But you know, who was definitely aware of the situation was the government because they're the ones who shut it down.
And so this has been something that there was time to deal with this and nothing was done.
While we're talking about, you know, sending another $40 billion to Ukraine, well, all these other things that we're talking about doing, this was not a priority of the government.
And now we're in a situation where shelves in major cities in huge retail stores across the country are bare, do not have formula for babies.

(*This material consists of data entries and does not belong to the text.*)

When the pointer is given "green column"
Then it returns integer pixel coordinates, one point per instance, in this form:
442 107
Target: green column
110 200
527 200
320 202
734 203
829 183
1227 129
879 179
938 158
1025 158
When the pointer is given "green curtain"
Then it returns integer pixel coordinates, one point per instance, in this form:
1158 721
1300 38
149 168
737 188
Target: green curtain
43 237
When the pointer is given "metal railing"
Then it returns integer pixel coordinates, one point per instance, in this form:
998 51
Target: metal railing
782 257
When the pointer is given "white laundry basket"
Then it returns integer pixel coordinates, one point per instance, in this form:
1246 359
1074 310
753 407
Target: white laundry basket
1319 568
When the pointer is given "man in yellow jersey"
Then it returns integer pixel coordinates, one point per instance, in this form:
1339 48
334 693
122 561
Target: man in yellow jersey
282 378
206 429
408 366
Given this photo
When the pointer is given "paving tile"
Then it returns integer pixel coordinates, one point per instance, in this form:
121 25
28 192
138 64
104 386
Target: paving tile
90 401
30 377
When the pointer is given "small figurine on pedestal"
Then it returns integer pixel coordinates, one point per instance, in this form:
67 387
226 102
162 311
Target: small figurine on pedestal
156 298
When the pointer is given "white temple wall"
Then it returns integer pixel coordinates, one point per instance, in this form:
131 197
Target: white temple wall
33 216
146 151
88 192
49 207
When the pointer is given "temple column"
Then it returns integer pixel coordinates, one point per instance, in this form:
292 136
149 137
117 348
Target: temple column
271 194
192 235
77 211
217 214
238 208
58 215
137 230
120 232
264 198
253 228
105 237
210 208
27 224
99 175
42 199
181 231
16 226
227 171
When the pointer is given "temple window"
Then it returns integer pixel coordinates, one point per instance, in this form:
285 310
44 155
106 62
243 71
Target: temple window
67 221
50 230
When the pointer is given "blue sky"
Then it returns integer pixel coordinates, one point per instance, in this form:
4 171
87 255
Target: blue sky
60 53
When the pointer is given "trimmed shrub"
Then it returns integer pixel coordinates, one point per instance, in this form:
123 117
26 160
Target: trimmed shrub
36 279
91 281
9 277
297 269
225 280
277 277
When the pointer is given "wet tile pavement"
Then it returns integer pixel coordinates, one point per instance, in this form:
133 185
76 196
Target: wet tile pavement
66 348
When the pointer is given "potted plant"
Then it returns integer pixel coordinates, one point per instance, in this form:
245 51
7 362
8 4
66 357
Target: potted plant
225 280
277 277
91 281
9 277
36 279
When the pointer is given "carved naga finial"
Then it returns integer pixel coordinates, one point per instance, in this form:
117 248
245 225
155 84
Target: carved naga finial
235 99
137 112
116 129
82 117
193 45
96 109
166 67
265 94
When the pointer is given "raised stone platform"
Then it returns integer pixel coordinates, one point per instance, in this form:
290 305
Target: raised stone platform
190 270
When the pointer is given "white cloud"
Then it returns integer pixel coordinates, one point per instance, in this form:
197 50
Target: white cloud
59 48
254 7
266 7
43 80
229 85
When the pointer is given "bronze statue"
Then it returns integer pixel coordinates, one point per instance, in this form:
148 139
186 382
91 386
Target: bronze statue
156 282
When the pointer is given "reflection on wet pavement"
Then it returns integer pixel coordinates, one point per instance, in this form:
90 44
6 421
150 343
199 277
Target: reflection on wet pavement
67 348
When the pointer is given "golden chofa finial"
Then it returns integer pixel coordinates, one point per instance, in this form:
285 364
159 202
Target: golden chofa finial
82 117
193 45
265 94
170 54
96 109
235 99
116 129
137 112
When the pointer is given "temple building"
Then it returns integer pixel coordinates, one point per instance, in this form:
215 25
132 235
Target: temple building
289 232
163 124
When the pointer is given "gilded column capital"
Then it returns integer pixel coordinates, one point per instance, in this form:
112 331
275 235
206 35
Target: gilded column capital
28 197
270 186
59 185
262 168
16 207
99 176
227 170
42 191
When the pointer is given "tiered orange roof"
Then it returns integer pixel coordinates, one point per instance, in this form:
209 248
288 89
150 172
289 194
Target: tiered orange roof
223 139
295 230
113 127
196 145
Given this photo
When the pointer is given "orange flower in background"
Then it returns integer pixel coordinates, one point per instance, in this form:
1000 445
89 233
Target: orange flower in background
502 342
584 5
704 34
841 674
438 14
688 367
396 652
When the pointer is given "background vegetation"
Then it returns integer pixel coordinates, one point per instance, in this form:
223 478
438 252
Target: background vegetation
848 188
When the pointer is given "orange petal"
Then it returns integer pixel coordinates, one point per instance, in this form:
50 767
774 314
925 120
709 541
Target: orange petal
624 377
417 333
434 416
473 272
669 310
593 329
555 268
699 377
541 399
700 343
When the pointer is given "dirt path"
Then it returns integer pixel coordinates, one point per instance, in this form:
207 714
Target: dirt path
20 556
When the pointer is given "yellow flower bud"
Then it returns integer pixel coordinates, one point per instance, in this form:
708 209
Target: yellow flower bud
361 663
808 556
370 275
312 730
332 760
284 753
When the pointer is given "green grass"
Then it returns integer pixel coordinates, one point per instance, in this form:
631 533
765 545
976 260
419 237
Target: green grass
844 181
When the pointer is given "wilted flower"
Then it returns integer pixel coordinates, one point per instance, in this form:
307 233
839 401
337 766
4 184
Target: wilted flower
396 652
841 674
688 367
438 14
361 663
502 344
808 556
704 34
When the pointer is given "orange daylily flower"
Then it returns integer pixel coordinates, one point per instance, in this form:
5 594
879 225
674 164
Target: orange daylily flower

And this is, I mean, really just like, first off, it's incredibly dangerous that, you know, like probably, you probably just need to do an emergency authorization and allow whatever Canada uses that's not currently legal here and just import it until you get the Abbott thing cleaned up.
You would think so.
I mean, there are shelves in Mexico and Canada that are full.
You would think you would do whatever you can, but it is really, I mean, okay, like number one, it's like, holy shit, like the situation is like terrifying of how awful it could be.
But number two, right after that, is you're like, my God.
So like this is somehow, this isn't as big of a priority as like COVID at its height or the war in Ukraine.
Like there's a war in the fuck in Eastern Europe.
So we have to care about that more.
But somehow this isn't as big of a deal that babies might starve to death.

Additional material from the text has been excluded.